Ghyselen Anne-Sophie, Breitbarth Anne, Farasyn Melissa, Van Keymeulen Jacques, van Hessen Arjan
Department of Linguistics, Ghent University, Ghent, Belgium.
Variaties VZW, Umbrella Organisation for Dialects and Oral Heritage, Brussels, Belgium.
Front Artif Intell. 2020 Apr 15;3:10. doi: 10.3389/frai.2020.00010. eCollection 2020.
This paper discusses how the transcription hurdle in dialect corpus building can be cleared. While corpus analysis has strongly gained in popularity in linguistic research, dialect corpora are still relatively scarce. This scarcity can be attributed to several factors, one of which is the challenging nature of transcribing dialects, given a lack of both orthographic norms for many dialects and speech technological tools trained on dialect data. This paper addresses the questions (i) how dialects can be transcribed efficiently and (ii) whether speech technological tools can lighten the transcription work. These questions are tackled using the Southern Dutch dialects (SDDs) as case study, for which the usefulness of automatic speech recognition (ASR), respeaking, and forced alignment is considered. Tests with these tools indicate that dialects still constitute a major speech technological challenge. In the case of the SDDs, the decision was made to use speech technology only for the word-level segmentation of the audio files, as the transcription itself could not be sped up by ASR tools. The discussion does however indicate that the usefulness of ASR and other related tools for a dialect corpus project is strongly determined by the sound quality of the dialect recordings, the availability of statistical dialect-specific models, the degree of linguistic differentiation between the dialects and the standard language, and the goals the transcripts have to serve.
本文探讨了如何消除方言语料库建设中的转录障碍。
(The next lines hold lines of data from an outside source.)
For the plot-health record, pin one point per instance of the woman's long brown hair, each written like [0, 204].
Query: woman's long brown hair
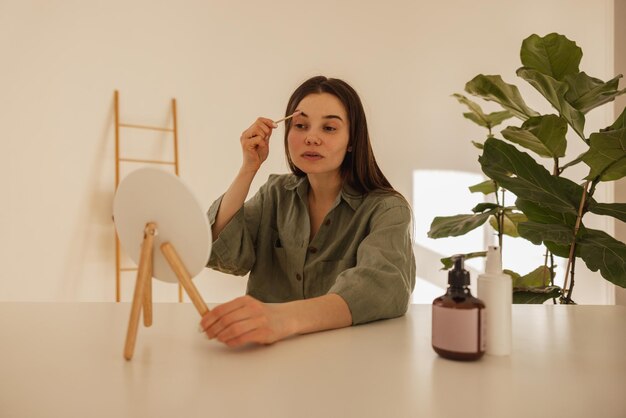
[359, 168]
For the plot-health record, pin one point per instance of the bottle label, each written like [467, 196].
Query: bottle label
[458, 330]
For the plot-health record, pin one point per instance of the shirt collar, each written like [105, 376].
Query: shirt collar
[351, 196]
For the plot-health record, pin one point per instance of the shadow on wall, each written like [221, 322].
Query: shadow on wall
[93, 238]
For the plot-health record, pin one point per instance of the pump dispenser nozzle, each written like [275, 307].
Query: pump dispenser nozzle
[493, 264]
[458, 276]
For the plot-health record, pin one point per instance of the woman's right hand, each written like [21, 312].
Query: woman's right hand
[255, 143]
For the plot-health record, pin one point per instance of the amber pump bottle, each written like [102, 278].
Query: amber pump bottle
[458, 330]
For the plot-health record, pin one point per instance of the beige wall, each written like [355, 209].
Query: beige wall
[227, 63]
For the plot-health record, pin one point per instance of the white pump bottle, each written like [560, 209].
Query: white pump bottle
[495, 289]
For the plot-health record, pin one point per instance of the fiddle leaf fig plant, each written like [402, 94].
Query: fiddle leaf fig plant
[531, 202]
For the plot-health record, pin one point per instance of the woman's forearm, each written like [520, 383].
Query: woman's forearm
[318, 314]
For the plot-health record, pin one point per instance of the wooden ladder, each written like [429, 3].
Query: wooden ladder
[120, 160]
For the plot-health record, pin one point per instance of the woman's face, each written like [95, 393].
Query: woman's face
[319, 135]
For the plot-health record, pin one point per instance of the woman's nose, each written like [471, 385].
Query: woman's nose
[312, 140]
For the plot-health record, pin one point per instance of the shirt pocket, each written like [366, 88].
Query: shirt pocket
[327, 275]
[281, 265]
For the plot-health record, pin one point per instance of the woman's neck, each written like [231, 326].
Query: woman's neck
[324, 188]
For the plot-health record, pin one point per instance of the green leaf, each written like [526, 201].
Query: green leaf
[476, 113]
[454, 226]
[616, 210]
[560, 250]
[586, 93]
[518, 172]
[540, 214]
[620, 122]
[573, 162]
[554, 91]
[607, 154]
[544, 135]
[448, 263]
[538, 278]
[511, 220]
[553, 55]
[477, 144]
[602, 252]
[536, 296]
[486, 187]
[493, 88]
[538, 233]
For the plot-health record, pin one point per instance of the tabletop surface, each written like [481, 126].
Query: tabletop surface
[65, 360]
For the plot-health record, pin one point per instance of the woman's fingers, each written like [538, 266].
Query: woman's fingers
[242, 321]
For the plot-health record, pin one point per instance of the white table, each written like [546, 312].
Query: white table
[65, 360]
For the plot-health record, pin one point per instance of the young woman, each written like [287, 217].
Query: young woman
[326, 246]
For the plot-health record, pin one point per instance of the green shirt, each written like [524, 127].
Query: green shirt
[363, 250]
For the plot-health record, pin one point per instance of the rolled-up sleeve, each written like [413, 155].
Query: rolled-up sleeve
[381, 283]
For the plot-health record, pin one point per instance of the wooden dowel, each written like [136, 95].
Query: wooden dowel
[179, 269]
[147, 299]
[139, 160]
[150, 128]
[145, 261]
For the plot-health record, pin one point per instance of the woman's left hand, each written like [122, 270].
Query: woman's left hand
[246, 320]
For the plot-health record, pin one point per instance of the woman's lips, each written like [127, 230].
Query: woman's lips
[311, 156]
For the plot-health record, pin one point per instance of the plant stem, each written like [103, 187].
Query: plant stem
[552, 274]
[545, 264]
[556, 171]
[501, 224]
[568, 298]
[572, 249]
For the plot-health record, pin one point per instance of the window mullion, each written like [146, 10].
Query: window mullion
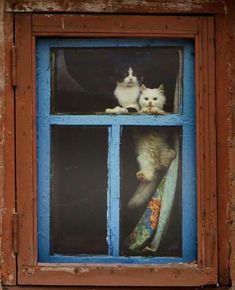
[113, 213]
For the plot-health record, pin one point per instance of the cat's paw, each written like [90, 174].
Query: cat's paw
[116, 110]
[143, 176]
[145, 110]
[167, 156]
[136, 201]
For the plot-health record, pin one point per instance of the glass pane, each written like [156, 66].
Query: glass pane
[151, 194]
[92, 80]
[78, 190]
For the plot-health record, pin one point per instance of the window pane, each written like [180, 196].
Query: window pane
[151, 196]
[79, 190]
[84, 80]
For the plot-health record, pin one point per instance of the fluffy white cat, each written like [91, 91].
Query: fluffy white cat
[153, 155]
[127, 93]
[151, 101]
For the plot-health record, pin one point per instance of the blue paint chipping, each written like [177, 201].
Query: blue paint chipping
[185, 120]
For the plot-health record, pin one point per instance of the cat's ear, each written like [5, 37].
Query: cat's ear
[161, 88]
[143, 87]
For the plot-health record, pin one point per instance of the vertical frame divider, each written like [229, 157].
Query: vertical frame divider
[113, 213]
[43, 150]
[189, 199]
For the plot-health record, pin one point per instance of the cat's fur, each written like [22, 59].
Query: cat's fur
[151, 101]
[127, 93]
[153, 155]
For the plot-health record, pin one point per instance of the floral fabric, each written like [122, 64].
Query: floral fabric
[147, 225]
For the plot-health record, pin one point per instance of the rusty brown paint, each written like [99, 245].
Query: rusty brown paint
[225, 88]
[114, 288]
[45, 24]
[116, 6]
[7, 185]
[29, 272]
[225, 170]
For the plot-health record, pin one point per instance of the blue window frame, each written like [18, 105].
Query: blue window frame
[47, 120]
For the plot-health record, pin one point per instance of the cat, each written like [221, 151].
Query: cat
[154, 154]
[127, 93]
[151, 101]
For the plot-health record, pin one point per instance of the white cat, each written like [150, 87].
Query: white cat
[153, 154]
[151, 101]
[127, 93]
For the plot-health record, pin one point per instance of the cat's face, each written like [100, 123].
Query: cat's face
[131, 79]
[152, 97]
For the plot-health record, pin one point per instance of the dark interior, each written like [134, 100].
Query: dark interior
[79, 190]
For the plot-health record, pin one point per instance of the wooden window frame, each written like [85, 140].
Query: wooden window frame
[201, 29]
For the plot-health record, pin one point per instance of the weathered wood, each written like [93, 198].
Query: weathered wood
[224, 96]
[117, 275]
[114, 288]
[7, 167]
[206, 150]
[45, 24]
[25, 144]
[230, 91]
[116, 6]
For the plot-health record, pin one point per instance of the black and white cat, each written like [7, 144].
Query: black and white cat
[127, 94]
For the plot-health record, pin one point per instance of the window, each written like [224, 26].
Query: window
[86, 157]
[87, 172]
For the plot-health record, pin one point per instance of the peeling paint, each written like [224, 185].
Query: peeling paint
[148, 6]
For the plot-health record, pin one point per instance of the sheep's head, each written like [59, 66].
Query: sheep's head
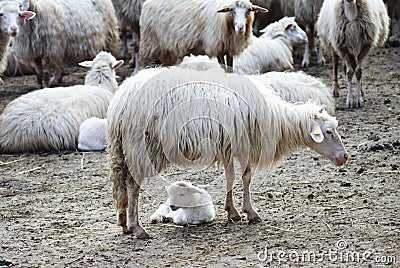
[325, 140]
[183, 194]
[293, 31]
[243, 15]
[9, 15]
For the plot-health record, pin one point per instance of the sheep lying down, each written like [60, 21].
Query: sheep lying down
[186, 204]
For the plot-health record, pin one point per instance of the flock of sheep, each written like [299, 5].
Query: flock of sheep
[237, 103]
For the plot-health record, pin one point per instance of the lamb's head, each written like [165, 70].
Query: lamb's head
[183, 194]
[293, 31]
[9, 16]
[325, 140]
[240, 14]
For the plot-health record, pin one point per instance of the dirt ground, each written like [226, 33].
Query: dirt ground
[56, 210]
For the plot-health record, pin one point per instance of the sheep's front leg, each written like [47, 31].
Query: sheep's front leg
[321, 59]
[350, 103]
[335, 84]
[252, 215]
[359, 92]
[233, 214]
[133, 226]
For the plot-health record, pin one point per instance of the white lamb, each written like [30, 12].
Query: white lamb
[65, 32]
[272, 51]
[186, 204]
[185, 117]
[171, 30]
[350, 29]
[49, 119]
[10, 14]
[92, 134]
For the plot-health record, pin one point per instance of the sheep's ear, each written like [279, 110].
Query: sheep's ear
[256, 9]
[27, 15]
[225, 9]
[117, 64]
[316, 133]
[290, 25]
[23, 5]
[87, 64]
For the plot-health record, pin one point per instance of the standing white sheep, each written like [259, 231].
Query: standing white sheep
[272, 51]
[186, 204]
[306, 13]
[92, 134]
[171, 30]
[297, 87]
[181, 116]
[65, 32]
[350, 29]
[394, 14]
[128, 14]
[9, 16]
[49, 119]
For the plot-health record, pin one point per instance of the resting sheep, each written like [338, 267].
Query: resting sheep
[350, 29]
[92, 134]
[48, 119]
[306, 13]
[272, 51]
[181, 116]
[186, 204]
[128, 14]
[171, 30]
[9, 16]
[65, 32]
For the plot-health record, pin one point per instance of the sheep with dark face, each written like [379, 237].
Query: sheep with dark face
[350, 29]
[9, 17]
[171, 30]
[185, 117]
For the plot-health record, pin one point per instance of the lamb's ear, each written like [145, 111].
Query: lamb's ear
[256, 9]
[194, 190]
[87, 64]
[117, 64]
[27, 15]
[316, 133]
[225, 9]
[290, 25]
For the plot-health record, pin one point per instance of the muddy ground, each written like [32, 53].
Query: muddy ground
[56, 210]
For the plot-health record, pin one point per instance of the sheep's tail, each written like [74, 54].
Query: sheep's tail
[119, 172]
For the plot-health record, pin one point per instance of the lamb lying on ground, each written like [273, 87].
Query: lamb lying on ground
[186, 204]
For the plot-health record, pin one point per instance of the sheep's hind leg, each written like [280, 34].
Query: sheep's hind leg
[252, 215]
[133, 226]
[233, 214]
[335, 84]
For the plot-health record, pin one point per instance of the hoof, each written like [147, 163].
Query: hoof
[255, 220]
[235, 218]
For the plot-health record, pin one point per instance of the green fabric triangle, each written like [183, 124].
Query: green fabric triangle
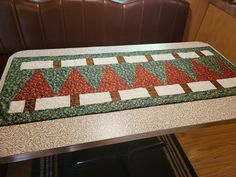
[157, 69]
[126, 71]
[56, 77]
[16, 81]
[228, 64]
[93, 74]
[211, 63]
[186, 66]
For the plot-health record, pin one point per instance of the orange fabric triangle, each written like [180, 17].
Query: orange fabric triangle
[143, 78]
[204, 73]
[227, 72]
[75, 84]
[176, 76]
[111, 81]
[36, 87]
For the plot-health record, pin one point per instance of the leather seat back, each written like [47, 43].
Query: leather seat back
[36, 24]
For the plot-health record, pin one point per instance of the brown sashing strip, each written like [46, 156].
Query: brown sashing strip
[29, 105]
[186, 88]
[74, 100]
[56, 63]
[120, 59]
[176, 55]
[149, 58]
[90, 61]
[199, 53]
[115, 96]
[152, 92]
[217, 84]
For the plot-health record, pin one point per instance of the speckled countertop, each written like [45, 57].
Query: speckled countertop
[25, 141]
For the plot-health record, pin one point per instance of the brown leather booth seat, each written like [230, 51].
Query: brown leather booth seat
[36, 24]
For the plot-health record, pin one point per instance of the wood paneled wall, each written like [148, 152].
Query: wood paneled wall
[196, 14]
[219, 29]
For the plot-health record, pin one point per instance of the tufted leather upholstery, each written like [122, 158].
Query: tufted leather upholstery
[31, 24]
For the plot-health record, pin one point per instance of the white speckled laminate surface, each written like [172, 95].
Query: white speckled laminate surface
[53, 134]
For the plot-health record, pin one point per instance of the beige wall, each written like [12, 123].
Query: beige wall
[197, 11]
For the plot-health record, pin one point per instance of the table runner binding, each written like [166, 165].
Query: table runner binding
[50, 87]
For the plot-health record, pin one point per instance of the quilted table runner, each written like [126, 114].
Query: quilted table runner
[50, 87]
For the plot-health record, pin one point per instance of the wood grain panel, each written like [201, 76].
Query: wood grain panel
[196, 14]
[212, 151]
[218, 29]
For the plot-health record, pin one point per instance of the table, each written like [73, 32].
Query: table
[36, 139]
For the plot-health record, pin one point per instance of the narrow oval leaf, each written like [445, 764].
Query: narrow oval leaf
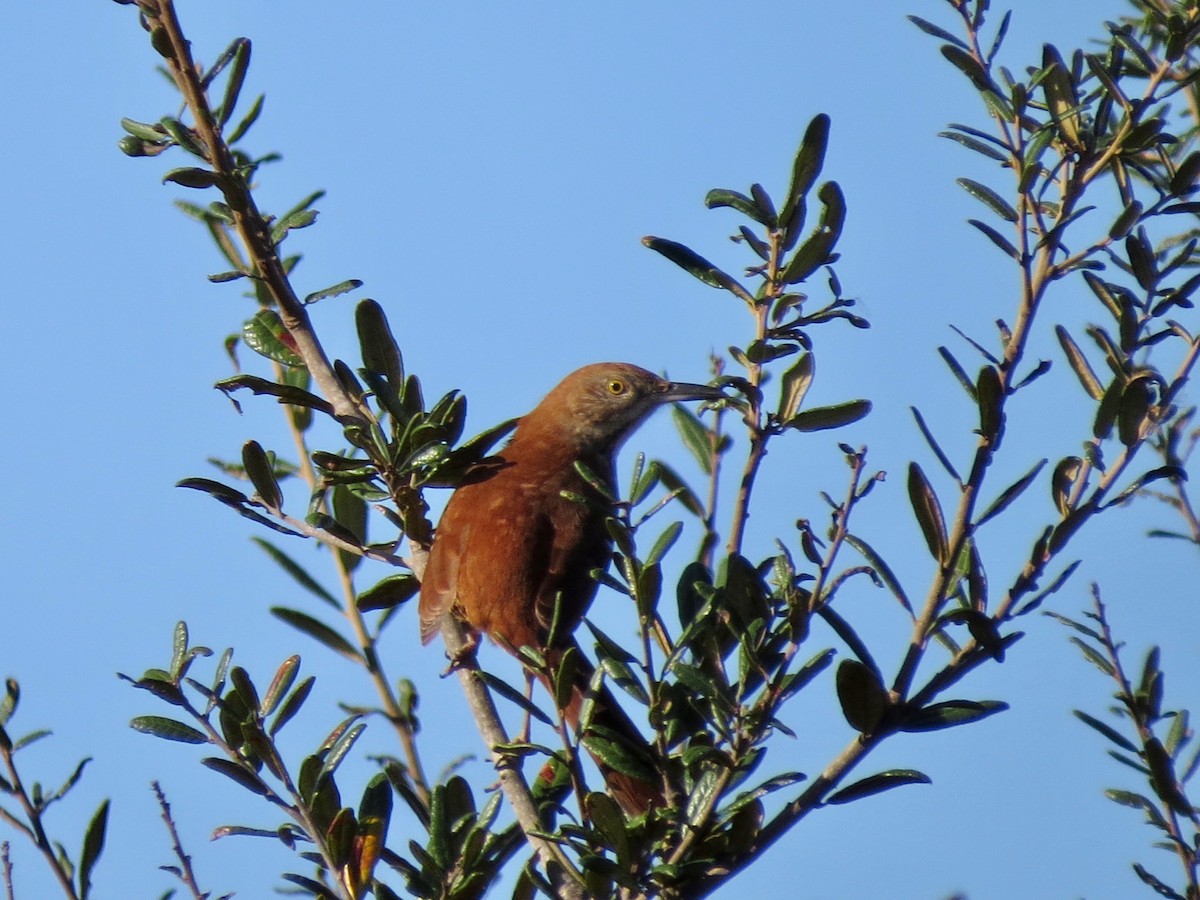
[267, 335]
[388, 593]
[191, 177]
[805, 167]
[1011, 493]
[817, 250]
[721, 197]
[1107, 731]
[618, 756]
[929, 514]
[341, 287]
[951, 713]
[93, 846]
[996, 238]
[381, 354]
[292, 705]
[834, 417]
[262, 474]
[877, 784]
[240, 774]
[694, 264]
[317, 630]
[793, 384]
[862, 695]
[168, 730]
[1079, 364]
[988, 197]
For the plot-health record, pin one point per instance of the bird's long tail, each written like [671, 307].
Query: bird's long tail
[619, 750]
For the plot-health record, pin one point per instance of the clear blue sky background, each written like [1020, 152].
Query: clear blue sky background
[490, 172]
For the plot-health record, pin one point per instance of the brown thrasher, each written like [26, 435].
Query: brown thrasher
[510, 545]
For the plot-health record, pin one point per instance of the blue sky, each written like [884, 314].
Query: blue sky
[490, 173]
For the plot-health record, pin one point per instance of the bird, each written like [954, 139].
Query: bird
[517, 540]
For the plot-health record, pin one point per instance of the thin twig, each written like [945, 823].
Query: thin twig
[185, 873]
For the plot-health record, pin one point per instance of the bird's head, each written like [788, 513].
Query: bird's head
[597, 407]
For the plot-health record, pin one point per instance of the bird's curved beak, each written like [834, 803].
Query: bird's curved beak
[683, 390]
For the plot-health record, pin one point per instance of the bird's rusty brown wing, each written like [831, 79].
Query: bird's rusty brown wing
[579, 544]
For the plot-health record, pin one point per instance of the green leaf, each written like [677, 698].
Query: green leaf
[862, 695]
[292, 221]
[951, 713]
[1107, 731]
[877, 784]
[988, 197]
[990, 400]
[93, 846]
[1133, 409]
[696, 436]
[243, 775]
[833, 417]
[267, 335]
[996, 238]
[817, 250]
[168, 730]
[286, 394]
[793, 384]
[340, 749]
[805, 167]
[514, 696]
[941, 34]
[318, 631]
[379, 351]
[1079, 364]
[280, 684]
[247, 120]
[292, 705]
[298, 573]
[616, 755]
[262, 474]
[1062, 99]
[607, 819]
[721, 197]
[695, 264]
[934, 445]
[1011, 493]
[341, 287]
[967, 64]
[388, 593]
[882, 569]
[240, 48]
[191, 177]
[929, 514]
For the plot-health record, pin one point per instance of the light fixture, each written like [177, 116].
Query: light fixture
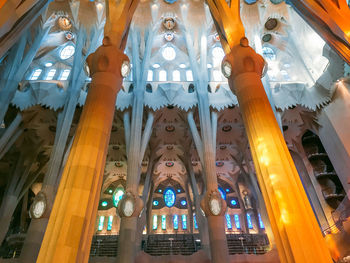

虽然语料库分析在语言学研究中越来越受欢迎,但方言语料库仍然相对较少。这种稀缺性可归因于几个因素,其中之一是方言转录具有挑战性,因为许多方言缺乏拼写规范,且缺乏基于方言数据训练的语音技术工具。本文探讨了以下问题:(i)如何高效转录方言;(ii)语音技术工具是否能减轻转录工作。本文以荷兰南方方言(SDDs)为案例研究来解决这些问题,研究了自动语音识别(ASR)、重新朗读和强制对齐的实用性。使用这些工具进行的测试表明,方言仍然构成主要的语音技术挑战。就荷兰南方方言而言,由于ASR工具无法加快转录速度,因此决定仅将语音技术用于音频文件的词级分割。然而,讨论表明,ASR和其他相关工具对方言语料库项目的实用性很大程度上取决于方言录音的音质、特定方言统计模型的可用性、方言与标准语言之间的语言差异程度以及转录文本的用途。